Il doit y avoir plus d’Etat et moins de classe politique. La classe politique sénégalaise est une nomenklatura qui s’auto-perpétue. Ce sont les mêmes hommes et femmes qui occupent les postes de ministre, de Pca, de députés, et ce depuis l’indépendance. Cette classe politique a échoué. Je n’ai pas les chiffres mais je suis sûr que les salaires des ministres, des députés ont augmenté plus fortement que celui du revenu national depuis 1960. C’est une classe politique qui sauvegarde ses privilèges : elle augmente ses salaires, case ses amis, crée des institutions inutiles. Elle n’hésite pas à transhumer, ce qui fait que les alternances ne sont que de nom. Les mêmes personnes qui étaient sanctionnées lors des élections se retrouvent encore aux commandes parce qu’elles ont rejoint le nouveau parti au pouvoir.
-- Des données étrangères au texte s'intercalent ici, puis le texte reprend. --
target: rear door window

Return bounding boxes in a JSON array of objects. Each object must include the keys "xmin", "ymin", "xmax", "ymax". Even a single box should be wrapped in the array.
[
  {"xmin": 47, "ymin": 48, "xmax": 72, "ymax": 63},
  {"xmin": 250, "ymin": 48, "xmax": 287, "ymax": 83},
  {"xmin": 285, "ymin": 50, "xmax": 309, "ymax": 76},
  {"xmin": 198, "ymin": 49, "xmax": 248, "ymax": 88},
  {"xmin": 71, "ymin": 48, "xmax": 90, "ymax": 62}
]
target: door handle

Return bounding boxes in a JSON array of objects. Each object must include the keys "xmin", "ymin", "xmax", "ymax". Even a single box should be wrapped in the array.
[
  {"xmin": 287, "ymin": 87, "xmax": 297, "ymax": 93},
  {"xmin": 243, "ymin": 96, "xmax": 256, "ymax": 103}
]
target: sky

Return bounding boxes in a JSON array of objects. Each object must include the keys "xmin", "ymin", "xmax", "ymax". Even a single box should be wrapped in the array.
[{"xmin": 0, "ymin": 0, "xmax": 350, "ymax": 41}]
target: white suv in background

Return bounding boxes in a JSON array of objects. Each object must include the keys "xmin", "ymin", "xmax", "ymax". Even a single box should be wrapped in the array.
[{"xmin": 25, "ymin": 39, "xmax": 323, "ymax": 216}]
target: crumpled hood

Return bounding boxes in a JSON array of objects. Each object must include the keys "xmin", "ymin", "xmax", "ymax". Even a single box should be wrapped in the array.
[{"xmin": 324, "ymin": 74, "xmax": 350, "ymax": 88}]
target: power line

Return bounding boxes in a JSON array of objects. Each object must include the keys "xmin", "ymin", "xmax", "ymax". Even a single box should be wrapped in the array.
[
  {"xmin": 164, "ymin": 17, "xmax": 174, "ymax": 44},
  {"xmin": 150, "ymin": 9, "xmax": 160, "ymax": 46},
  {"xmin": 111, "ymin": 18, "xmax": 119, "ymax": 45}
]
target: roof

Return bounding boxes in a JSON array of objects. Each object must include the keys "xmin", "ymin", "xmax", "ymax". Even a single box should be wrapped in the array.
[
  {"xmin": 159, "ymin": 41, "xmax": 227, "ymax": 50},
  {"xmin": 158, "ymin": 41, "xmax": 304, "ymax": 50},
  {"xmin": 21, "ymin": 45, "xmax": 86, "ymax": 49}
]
Cette classe politique doit avoir la modestie de reconnaître ses échecs. Les histoires de Dialogue national ne servent à rien : les institutions du Sénégal fonctionnent normalement. Un dialogue pour résoudre les problèmes d’éducation, de santé, d’économie est plus pertinent. La politique doit occuper moins de place au Sénégal. Doivent la remplacer l’éducation, l’économie, la santé. Ce sont ces secteurs d’activité qui développeront un Etat. Eliminons les institutions et agences inutiles et investissons l’argent épargné dans ces secteurs.